Inhalo profundo, una vez que sale de la habitación y me quedo solo con ella. Tiro de una silla y me siento a su lado. Aún no sé cómo sentirme al respecto. Hay una serie de emociones entremezcladas que se mantienen en pugna. Por un lado, ver a la única mujer que he amado en toda mi vida, provoca una sensación de alivio después de tanto tiempo sumido en un mar de dudas, miseria y contradicciones. Por otro lado, el odio y el resentimiento que me invade por dentro, es tan denso e insano, que me he estado preguntando si de verdad amé alguna vez a esta mujer. ¿Amor u odio? He allí la disyuntiva.

Un par de toques a la puerta me expulsan súbitamente de mis pensamientos. La puerta se abre casi de inmediato.

―Vine tan pronto como pude.
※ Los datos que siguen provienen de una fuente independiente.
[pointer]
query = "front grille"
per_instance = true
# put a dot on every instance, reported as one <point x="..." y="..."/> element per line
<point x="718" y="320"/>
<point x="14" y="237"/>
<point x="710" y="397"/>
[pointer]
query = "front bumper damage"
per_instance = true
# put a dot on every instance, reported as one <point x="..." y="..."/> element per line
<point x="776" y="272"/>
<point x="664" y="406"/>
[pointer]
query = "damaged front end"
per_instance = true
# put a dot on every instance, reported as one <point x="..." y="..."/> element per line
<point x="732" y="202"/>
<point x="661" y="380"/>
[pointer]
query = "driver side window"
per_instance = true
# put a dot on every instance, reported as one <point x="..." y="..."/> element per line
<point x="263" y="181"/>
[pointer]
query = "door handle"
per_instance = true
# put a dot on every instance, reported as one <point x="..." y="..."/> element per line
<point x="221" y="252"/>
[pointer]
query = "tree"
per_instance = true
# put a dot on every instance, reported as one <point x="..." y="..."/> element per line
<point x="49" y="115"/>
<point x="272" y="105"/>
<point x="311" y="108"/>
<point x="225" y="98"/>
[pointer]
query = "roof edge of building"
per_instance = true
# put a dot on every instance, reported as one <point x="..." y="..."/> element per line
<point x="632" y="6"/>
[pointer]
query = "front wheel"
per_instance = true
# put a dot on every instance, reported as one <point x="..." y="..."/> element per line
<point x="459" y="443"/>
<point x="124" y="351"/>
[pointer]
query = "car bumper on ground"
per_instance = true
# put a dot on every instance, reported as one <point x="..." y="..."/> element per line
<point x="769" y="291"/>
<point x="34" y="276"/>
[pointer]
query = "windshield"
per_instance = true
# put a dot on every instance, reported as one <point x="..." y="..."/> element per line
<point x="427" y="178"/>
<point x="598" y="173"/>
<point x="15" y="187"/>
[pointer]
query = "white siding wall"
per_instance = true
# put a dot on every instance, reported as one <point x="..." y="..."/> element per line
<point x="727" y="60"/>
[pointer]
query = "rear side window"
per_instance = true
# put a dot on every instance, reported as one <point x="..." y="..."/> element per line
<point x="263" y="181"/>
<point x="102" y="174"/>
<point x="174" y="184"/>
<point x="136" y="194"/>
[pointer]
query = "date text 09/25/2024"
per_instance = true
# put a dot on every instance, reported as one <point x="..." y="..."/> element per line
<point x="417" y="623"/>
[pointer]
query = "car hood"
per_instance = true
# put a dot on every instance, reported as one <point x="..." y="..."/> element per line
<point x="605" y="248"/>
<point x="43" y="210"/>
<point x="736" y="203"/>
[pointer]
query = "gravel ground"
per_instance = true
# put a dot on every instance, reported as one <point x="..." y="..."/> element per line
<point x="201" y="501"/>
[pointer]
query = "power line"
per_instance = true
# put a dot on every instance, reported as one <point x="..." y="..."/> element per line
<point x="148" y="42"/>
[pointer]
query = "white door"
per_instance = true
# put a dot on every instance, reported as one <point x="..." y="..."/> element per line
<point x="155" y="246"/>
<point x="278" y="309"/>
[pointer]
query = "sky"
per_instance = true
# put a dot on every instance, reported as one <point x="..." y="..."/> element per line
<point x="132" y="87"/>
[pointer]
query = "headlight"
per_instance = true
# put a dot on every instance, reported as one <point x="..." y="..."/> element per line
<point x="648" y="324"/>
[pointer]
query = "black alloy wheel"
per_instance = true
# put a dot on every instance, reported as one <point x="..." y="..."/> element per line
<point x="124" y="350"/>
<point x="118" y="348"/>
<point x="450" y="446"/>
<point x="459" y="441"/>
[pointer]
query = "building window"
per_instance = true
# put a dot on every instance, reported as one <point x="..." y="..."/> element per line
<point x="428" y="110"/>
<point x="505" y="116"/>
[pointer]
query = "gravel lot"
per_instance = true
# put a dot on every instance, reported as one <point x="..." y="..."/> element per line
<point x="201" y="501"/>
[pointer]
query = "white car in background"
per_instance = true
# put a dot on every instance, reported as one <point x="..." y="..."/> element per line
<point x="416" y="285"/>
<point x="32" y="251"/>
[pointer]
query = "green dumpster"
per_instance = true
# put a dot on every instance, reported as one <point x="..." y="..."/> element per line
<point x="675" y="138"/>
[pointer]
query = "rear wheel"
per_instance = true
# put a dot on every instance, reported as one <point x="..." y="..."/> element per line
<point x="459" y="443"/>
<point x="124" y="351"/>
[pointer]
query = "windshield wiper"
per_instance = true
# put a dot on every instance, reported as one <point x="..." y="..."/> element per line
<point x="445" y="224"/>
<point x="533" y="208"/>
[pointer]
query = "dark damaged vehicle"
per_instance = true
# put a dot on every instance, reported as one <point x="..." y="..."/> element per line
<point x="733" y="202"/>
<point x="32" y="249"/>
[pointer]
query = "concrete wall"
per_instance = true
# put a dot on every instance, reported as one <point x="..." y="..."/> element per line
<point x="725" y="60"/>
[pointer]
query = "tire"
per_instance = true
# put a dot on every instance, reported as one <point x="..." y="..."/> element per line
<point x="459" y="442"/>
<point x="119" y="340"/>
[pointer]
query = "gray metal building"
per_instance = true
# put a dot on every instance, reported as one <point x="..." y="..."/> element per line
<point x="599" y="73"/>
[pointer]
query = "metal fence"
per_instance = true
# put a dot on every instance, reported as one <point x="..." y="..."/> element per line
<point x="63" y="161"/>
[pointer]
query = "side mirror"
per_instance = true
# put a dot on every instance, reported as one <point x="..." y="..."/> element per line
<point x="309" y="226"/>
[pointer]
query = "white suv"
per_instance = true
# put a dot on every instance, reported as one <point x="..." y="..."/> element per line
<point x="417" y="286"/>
Estaba en una reunión muy importante.

Me pongo de pie y me acerco a él.

―Gracias por venir, Kevin.

―Siempre que me necesite ―gira la cara y mira hacia la cama―. ¿Qué sucedió?

No quiero tener esta conversación en este lugar.
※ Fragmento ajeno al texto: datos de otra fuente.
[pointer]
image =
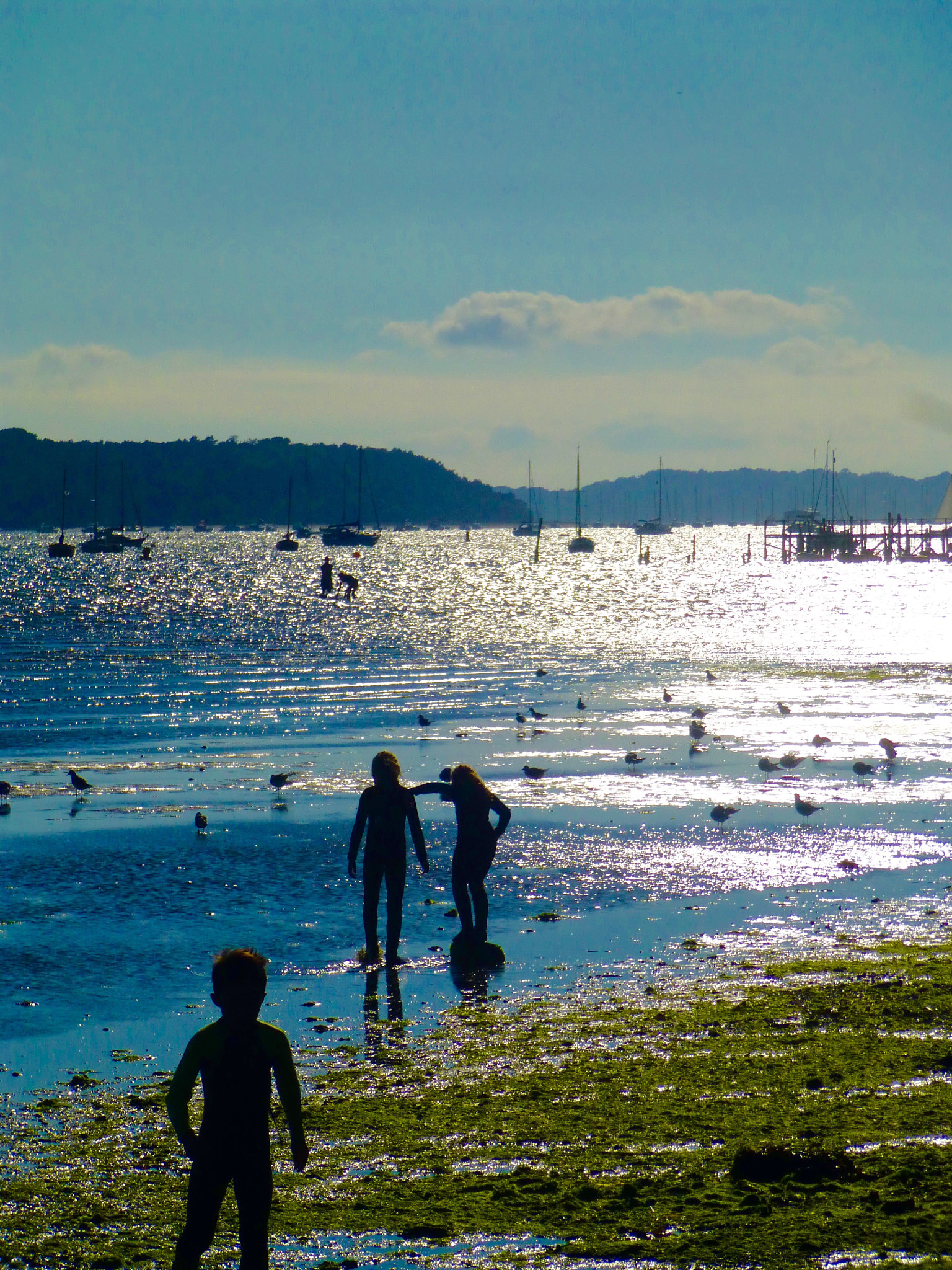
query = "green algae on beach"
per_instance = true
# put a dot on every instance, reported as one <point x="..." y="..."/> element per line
<point x="743" y="1119"/>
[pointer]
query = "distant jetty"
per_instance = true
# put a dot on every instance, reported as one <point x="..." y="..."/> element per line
<point x="227" y="483"/>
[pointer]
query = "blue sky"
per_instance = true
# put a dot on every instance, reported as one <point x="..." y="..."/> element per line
<point x="484" y="231"/>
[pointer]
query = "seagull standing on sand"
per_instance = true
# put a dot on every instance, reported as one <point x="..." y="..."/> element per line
<point x="791" y="761"/>
<point x="804" y="808"/>
<point x="720" y="813"/>
<point x="79" y="783"/>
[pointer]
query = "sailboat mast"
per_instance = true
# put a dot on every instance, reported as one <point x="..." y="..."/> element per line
<point x="659" y="489"/>
<point x="578" y="494"/>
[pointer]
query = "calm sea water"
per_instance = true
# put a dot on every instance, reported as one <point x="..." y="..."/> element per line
<point x="183" y="682"/>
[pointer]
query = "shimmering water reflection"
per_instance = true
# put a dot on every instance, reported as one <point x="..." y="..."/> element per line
<point x="183" y="682"/>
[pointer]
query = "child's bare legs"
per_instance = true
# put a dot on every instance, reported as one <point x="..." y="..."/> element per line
<point x="207" y="1184"/>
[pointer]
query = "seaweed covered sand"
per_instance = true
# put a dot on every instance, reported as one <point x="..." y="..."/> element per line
<point x="771" y="1116"/>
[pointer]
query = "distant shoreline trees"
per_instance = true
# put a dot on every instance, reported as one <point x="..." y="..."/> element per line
<point x="234" y="483"/>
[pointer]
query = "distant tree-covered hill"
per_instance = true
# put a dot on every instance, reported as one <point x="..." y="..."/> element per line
<point x="743" y="495"/>
<point x="234" y="483"/>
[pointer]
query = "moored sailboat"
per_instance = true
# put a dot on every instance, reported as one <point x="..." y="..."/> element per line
<point x="287" y="543"/>
<point x="103" y="543"/>
<point x="579" y="543"/>
<point x="655" y="525"/>
<point x="351" y="533"/>
<point x="63" y="550"/>
<point x="530" y="527"/>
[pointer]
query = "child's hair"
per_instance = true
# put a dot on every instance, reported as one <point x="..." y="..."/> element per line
<point x="385" y="768"/>
<point x="467" y="781"/>
<point x="239" y="967"/>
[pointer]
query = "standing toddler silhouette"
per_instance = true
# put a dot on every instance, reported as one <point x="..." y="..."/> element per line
<point x="235" y="1057"/>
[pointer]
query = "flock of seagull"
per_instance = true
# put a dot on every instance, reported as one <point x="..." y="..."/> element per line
<point x="277" y="780"/>
<point x="720" y="813"/>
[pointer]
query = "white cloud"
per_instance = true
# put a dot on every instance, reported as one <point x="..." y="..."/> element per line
<point x="516" y="319"/>
<point x="803" y="356"/>
<point x="512" y="437"/>
<point x="931" y="411"/>
<point x="52" y="363"/>
<point x="880" y="406"/>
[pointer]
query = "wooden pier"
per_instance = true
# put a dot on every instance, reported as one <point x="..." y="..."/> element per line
<point x="805" y="536"/>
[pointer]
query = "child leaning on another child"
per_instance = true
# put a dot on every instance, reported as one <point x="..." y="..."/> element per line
<point x="235" y="1057"/>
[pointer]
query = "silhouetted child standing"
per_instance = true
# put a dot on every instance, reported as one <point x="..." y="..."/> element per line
<point x="477" y="840"/>
<point x="385" y="808"/>
<point x="235" y="1059"/>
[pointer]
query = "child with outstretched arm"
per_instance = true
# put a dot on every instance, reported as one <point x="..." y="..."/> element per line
<point x="235" y="1057"/>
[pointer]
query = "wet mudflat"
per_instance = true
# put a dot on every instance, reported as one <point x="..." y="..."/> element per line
<point x="776" y="1113"/>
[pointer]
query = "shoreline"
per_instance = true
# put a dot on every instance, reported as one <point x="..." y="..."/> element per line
<point x="609" y="1119"/>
―Salgamos de aquí y te lo cuento todo.

Mi amigo le da un último vistazo a mi mujer antes de que abandonemos la habitación.

―¿Dónde la encontraste?

Me paso una mano por la cabeza en señal de impotencia e indignación.

―Estaba con su amante.

Su expresión se mantiene inmutable.

―No esperaba menos de ella.

Expresa con un tono de voz glacial. Sé que Susana nunca fue objeto de su devoción. A decir verdad, ninguno de los dos se soportaba, pero lo llevaban en sana paz. Sin embargo, las cosas cambiaron después de todo lo que mi mujer hizo. Mi amigo ya no oculta su animadversión por ella.

―Kevin, por favor.

Me mira con los ojos entrecerrados.

―¿Por favor? ―sisea en voz baja―. ¿Cuándo te vas a dar cuenta de que estás a punto de cometer la mayor equivocación de tu vida? ―el tono de su voz comienza a elevarse―. Esa mujer no tardará en irse con el primero que se atraviese en su camino ―niega con la cabeza―. Nunca te amó, Emiliano. Susana solo amaba tu dinero, la posición social y todas las comodidades que le ofreciste.

Me aprieto el puente de la nariz con los dedos. Tiene razón. No está diciendo ninguna maldita mentira, pero que me lo diga a la cara hiere mi orgullo y mi hombría.

―¿Puedes callarte un momento y dignarte a escuchar todo lo que tengo que decir?

Bufa con disgusto.

―Bien ―cruza los brazos sobre su pecho y frunce su ceño―. Soy todo oídos. Pero, de antemano, debo advertirte que, nada de lo que digas para justificar a esa mujer, va a hacerme cambiar de parecer.

Maldigo en voz baja. No me lo está poniendo fácil.

―¿Recuerdas el chofer del que te hablé?